Note: all figures on based on the 2014 tax year.
Dependency Exemption: As of 2014, claiming your child as a dependent will protect $3950 of your income from taxation, saving you $975.00 if you are in the 25% tax bracket.
Child Tax Credit: Even if your child was born later in the year, you can still claim the $1,000 Child Tax Credit. As with any credit, it phases out as income increases, and disappears altogether at over $110,000 for married filing jointly, and at $75,000 for single head of household taxpayers.
Low-income parents may receive a refund if the amount of the credit exceeds their overall income tax liability.
Adoption Credit: If you adopted a child, you can offset the adoption costs by up to $13,190.00 as of 2014. If you adopted a child with special needs, you can claim the full credit amount, even if the actual adoption itself cost less.
As with any tax credit, the Adoption Credit phases out and will disappear altogether as income rises.
Earned Income Credit: This credit will benefit you if you are in the low-income range. Based on the number of children claimed, the Earned Income Credit will phase out at different income thresholds for both married and single taxpayers. For example, in 2014 the income limit for married taxpayers with one child was $20,020 and $14,590.00 for single parents with one child.
Income tax limits change each year, so be sure to have the most current information available to you on tax day.
Child Care Credit: If you pay child care costs for one child under 13, you can earn a Child Care Credit between $600.00 and $1050.00. The credit increases to between $1200.00 and $2100.00 for two or more children under 13. The actual credit amount depends on your income and how much you pay for child care, so hang on to those child care receipts or statements. You will need them on tax day.
If your Adjusted Gross Income (AGI) is $15,000 or less, you can claim up to 35% of qualifying child care costs. As your income rises, the percentage can drop to 20% of qualifying costs.
Your Filing Status
If you are married, your filing status won’t change.

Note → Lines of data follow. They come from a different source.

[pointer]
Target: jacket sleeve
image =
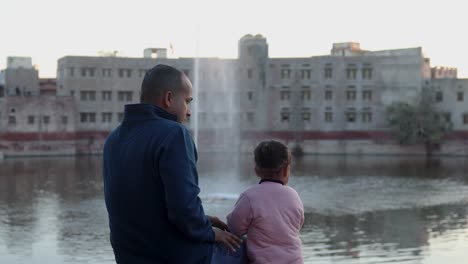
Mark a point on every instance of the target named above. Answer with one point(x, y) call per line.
point(240, 218)
point(177, 167)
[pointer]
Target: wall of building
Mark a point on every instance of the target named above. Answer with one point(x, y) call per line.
point(451, 97)
point(328, 98)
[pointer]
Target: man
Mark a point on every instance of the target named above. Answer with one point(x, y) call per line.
point(151, 181)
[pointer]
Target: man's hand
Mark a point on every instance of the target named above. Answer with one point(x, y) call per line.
point(215, 222)
point(228, 239)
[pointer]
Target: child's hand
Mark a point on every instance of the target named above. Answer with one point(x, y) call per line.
point(216, 222)
point(230, 240)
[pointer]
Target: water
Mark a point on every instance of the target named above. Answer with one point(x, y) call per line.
point(358, 210)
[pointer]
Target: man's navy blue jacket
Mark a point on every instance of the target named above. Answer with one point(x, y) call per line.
point(151, 191)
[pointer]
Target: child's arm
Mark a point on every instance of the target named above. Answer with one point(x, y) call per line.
point(240, 218)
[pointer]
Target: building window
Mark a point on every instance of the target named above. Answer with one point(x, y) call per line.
point(250, 96)
point(447, 117)
point(125, 96)
point(367, 117)
point(12, 120)
point(328, 73)
point(305, 74)
point(88, 117)
point(351, 116)
point(30, 120)
point(106, 72)
point(88, 95)
point(285, 115)
point(305, 115)
point(87, 72)
point(285, 95)
point(367, 95)
point(350, 95)
point(106, 117)
point(305, 95)
point(125, 73)
point(328, 117)
point(250, 117)
point(46, 119)
point(107, 95)
point(285, 73)
point(367, 71)
point(351, 72)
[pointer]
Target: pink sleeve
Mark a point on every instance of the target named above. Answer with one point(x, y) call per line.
point(239, 219)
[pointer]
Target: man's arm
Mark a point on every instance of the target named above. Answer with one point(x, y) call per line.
point(177, 167)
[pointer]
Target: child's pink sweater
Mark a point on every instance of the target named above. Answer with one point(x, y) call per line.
point(271, 215)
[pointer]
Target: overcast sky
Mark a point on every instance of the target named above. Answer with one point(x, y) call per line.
point(49, 29)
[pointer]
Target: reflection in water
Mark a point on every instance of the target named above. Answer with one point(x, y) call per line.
point(358, 209)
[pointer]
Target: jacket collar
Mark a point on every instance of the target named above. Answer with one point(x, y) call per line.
point(271, 180)
point(138, 112)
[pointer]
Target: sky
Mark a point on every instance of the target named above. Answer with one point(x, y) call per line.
point(47, 30)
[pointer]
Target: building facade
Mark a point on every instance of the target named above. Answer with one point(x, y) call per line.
point(340, 96)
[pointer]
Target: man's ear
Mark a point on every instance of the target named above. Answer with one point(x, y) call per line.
point(168, 99)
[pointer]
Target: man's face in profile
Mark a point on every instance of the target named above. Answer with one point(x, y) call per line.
point(182, 101)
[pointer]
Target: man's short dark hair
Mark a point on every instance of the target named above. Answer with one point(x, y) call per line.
point(160, 79)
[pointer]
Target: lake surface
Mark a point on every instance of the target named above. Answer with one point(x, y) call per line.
point(358, 209)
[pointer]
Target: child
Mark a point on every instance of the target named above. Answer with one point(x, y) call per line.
point(270, 213)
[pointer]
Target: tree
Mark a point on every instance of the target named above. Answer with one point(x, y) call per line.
point(420, 123)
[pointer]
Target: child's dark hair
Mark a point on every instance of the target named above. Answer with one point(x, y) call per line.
point(270, 157)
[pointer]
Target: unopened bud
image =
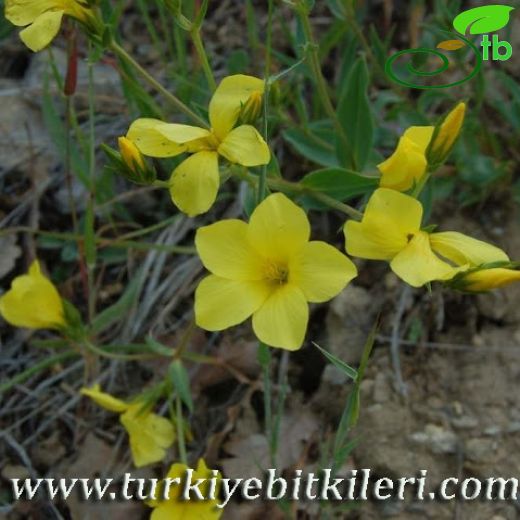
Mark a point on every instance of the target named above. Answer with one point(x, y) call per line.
point(130, 154)
point(130, 162)
point(445, 136)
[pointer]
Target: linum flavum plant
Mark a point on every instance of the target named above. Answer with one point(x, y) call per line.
point(221, 141)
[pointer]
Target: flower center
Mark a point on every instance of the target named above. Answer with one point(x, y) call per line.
point(277, 274)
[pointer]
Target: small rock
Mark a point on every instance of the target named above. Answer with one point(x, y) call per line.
point(480, 450)
point(437, 439)
point(466, 422)
point(350, 317)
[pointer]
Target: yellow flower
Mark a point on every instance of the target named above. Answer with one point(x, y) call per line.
point(150, 435)
point(267, 269)
point(176, 508)
point(391, 230)
point(131, 154)
point(42, 18)
point(487, 279)
point(194, 183)
point(446, 134)
point(33, 302)
point(408, 164)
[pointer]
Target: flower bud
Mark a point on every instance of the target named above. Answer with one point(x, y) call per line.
point(131, 154)
point(130, 162)
point(445, 136)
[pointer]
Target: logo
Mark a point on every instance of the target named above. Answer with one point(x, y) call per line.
point(402, 66)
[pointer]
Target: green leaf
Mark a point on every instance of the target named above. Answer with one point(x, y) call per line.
point(158, 348)
point(338, 183)
point(181, 383)
point(484, 19)
point(356, 118)
point(314, 142)
point(116, 311)
point(338, 363)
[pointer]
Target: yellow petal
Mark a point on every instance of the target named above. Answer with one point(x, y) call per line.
point(24, 12)
point(321, 271)
point(417, 264)
point(130, 154)
point(42, 31)
point(194, 183)
point(461, 249)
point(389, 220)
point(221, 303)
point(150, 435)
point(278, 228)
point(225, 105)
point(106, 401)
point(245, 146)
point(489, 279)
point(224, 250)
point(33, 302)
point(158, 139)
point(282, 320)
point(168, 509)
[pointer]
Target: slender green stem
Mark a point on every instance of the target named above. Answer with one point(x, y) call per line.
point(180, 430)
point(321, 83)
point(265, 101)
point(203, 57)
point(90, 243)
point(294, 187)
point(174, 100)
point(118, 357)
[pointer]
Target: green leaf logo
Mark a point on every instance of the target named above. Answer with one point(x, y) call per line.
point(481, 20)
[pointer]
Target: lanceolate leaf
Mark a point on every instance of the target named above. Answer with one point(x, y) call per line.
point(484, 19)
point(356, 119)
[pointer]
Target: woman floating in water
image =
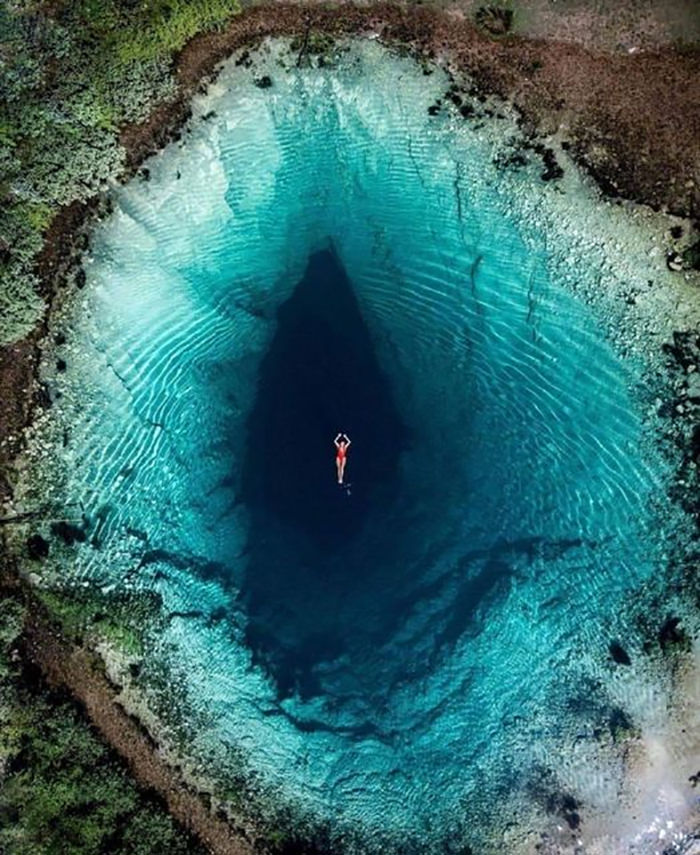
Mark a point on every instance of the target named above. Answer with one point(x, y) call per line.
point(342, 443)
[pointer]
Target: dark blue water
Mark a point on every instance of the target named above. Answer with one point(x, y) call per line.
point(320, 376)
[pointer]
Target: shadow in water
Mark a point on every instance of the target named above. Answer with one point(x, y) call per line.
point(319, 376)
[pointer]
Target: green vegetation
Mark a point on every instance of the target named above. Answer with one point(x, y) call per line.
point(62, 791)
point(86, 615)
point(72, 73)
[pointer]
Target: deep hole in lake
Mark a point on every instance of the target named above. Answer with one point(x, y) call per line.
point(320, 376)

If you are a single parent however, you may be eligible to file as Single Head of Household. In order to qualify, you must be paying more than half the cost of providing a home for a “qualifying person,” and your new child qualifies.
Be sure to file a new W-4 with your employer so you can claim an additional withholding allowance. Doing so will reduce the amount of tax deducted from your paycheck. If your employer offers a child care reimbursement account, also called a Flex plan, enroll as soon as you can, even if you have to wait until the next “open enrollment” period. In many cases, you can divert up to $5,000 a year into a designated account that you can later access to pay child care expenses.
However, you can’t utilize both the Flex account and the Child Care Credit, so it pays to talk to a knowledgeable tax pro about your specific concerns. They can help you determine which course of action is best for you and your family.
Welcoming a first child into your family is one of life’s most significant changes on all fronts. Adding a child to the mix will also change your personal life, finances, schedule (sleep? what’s that?) in ways you never thought possible.
The joy of welcoming a first child also carries with it new financial responsibilities and tax obligations, so having a tax pro to help you navigate your new tax obligations will get your newly expanded family off to a great start this tax year and in years to come.